L'importance de la mise au point du système de ventilation naturelle, d'après le profil linéaire des mois d'été, n'est pas négligeable. « La stratégie climatique fait gagner environ 3 ou 4° par mesure. Après plusieurs saisons de réglages, l'installation respecte la RT 2000, voire mieux », explique Daniel Fauré (AMO HQE).

Néanmoins, en chauffage, la difficulté de mise en route d'un équipement surdimensionné a porté la consommation à 105 kWh/m²/an au lieu des 75 prévus, dépassant de 50 % les prévisions. Le résultat est dû aux surconsommations de fonctionnement hors des heures d'utilisation autant qu'à la difficulté des entreprises à interpréter les systèmes proposés par les BET thermique et concepteur environnement.

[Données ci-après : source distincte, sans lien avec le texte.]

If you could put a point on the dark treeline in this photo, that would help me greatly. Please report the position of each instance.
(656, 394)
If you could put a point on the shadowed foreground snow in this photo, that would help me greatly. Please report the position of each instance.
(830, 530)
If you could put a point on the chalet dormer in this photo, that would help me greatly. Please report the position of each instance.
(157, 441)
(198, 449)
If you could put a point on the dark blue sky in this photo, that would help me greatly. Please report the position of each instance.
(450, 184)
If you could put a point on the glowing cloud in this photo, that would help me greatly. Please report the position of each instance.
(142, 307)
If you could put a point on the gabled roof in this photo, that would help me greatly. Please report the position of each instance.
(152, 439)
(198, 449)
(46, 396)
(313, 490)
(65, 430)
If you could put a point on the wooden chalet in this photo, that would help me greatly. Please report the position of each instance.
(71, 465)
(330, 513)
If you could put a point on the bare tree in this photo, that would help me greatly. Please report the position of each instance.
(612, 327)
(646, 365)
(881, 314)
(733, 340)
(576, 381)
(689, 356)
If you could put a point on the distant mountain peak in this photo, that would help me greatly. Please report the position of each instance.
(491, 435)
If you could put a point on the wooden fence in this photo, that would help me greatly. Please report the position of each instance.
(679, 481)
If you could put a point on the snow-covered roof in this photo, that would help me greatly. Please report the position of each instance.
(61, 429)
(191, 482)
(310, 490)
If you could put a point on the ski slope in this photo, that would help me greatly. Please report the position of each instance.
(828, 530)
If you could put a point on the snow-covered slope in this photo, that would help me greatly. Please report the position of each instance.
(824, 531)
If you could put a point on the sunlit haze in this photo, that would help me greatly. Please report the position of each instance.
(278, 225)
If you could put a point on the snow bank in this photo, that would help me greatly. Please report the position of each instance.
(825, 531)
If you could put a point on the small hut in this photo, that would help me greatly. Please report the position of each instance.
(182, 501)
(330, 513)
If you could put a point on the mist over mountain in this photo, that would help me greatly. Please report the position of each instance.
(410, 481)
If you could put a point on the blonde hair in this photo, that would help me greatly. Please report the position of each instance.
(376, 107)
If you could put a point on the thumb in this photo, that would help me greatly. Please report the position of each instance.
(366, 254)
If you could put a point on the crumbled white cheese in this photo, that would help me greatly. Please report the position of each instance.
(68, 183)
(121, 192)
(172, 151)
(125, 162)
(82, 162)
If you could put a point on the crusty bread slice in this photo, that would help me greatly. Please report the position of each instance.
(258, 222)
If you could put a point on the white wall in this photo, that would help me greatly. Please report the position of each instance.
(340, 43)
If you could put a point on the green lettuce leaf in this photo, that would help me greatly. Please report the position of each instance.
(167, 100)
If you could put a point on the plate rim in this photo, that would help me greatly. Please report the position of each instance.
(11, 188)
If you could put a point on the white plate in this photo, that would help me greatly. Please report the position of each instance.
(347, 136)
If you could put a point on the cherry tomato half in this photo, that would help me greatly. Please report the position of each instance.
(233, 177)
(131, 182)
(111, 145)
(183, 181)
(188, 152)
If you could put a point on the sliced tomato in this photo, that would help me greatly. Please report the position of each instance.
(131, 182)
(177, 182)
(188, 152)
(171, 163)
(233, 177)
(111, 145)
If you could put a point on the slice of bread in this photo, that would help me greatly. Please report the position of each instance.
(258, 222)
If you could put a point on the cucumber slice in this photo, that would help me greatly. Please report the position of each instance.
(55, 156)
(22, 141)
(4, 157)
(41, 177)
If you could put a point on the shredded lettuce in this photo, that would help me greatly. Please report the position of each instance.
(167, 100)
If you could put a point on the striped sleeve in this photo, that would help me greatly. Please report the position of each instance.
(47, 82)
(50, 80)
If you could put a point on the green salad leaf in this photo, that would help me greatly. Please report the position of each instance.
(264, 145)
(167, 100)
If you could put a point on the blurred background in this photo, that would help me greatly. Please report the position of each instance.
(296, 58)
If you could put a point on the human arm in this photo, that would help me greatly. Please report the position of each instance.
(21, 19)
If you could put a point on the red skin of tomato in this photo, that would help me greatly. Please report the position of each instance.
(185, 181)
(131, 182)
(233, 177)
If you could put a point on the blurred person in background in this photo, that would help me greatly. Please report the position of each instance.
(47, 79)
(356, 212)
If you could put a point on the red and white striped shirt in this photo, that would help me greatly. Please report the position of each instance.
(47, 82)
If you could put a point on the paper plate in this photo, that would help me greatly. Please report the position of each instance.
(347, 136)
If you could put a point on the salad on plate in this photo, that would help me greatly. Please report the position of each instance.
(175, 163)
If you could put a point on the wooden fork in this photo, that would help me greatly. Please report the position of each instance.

Enfin, pour pallier les déficiences d'outils informatiques ayant surdimensionné le bassin de rétention d'eau en 2003, la perméabilisation des cours et cheminements a optimisé les capacités d'infiltration d'eaux pluviales du sol.

Depuis l'expérience du Pic Saint-Loup, l'État-Ademe-Région contribue à l'accompagnement des maîtres d'ouvrage dans la consultation AMO-HQE, à hauteur de 70 %. Ils prescrivent un suivi d'analyses de terrain par outils pluridisciplinaires, le développement d'espaces verts afin de préserver la biodiversité et limiter les besoins en eau, en référence au « Cahier de recommandations techniques et environnementales ». Désormais, la plupart des établissements scolaires parviennent à la puissance électrique de 100/150 kWh/m².an.